Dalam menghadapi ancaman global ini, Indonesia harus tetap mengedepankan pendekatan berbasis perdamaian dan kerja sama multilateral.

Melalui ASEAN dan forum-forum internasional lainnya, Indonesia dapat terus berperan sebagai penggerak utama stabilitas kawasan dan global.

Dengan adanya potensi Perang Dunia III, maka ini harus menjadi panggilan bagi Indonesia dan negara-negara lain untuk lebih serius dalam menjaga perdamaian dunia. Serta menghindari provokasi, dan mendorong dialog konstruktif di antara kekuatan besar.

Di tengah ketidakpastian geopolitik global, peran Indonesia sebagai jangkar stabilitas di kawasan Indo-Pasifik menjadi semakin penting.

Dari itu potensi pecahnya Perang Dunia III diperparah oleh kemungkinan penggunaan senjata nuklir. Para pakar pertahanan global telah lama memperingatkan bahwa dalam konflik berskala besar, negara-negara yang memiliki senjata nuklir mungkin tergoda untuk menggunakannya sebagai upaya terakhir dalam mempertahankan kepentingan nasional mereka.

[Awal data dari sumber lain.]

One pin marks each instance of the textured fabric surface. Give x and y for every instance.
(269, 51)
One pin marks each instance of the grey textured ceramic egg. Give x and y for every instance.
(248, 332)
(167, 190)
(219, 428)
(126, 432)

Senjata nuklir, dengan daya destruktif yang luar biasa, akan menghancurkan tidak hanya negara-negara yang terlibat langsung. Namun juga akan menimbulkan dampak global yang merusak lingkungan, ekonomi, dan stabilitas politik internasional.

Prabowo mengingatkan bahwa perang seperti ini tidak akan membedakan antara negara yang terlibat langsung dan yang tidak, karena efeknya akan meluas ke seluruh dunia, termasuk Indonesia.

Sebagai negara yang memiliki posisi strategis di kawasan Indo-Pasifik, Indonesia tidak akan luput dari dampak perang global, meskipun tidak terlibat secara langsung.

Letak geografis Indonesia yang berada di jalur perdagangan internasional serta kedekatan dengan negara-negara besar menjadikannya rentan terhadap dampak ekonomi, politik, dan keamanan dari konflik global.

Perang dunia yang melibatkan kekuatan nuklir akan mengganggu stabilitas kawasan. Dan mengancam kepentingan nasional Indonesia dalam berbagai aspek, termasuk keamanan maritim dan kestabilan ekonomi.

Indonesia harus tetap waspada terhadap perkembangan geopolitik internasional, agar bisa meminimalkan dampak negatif yang mungkin terjadi.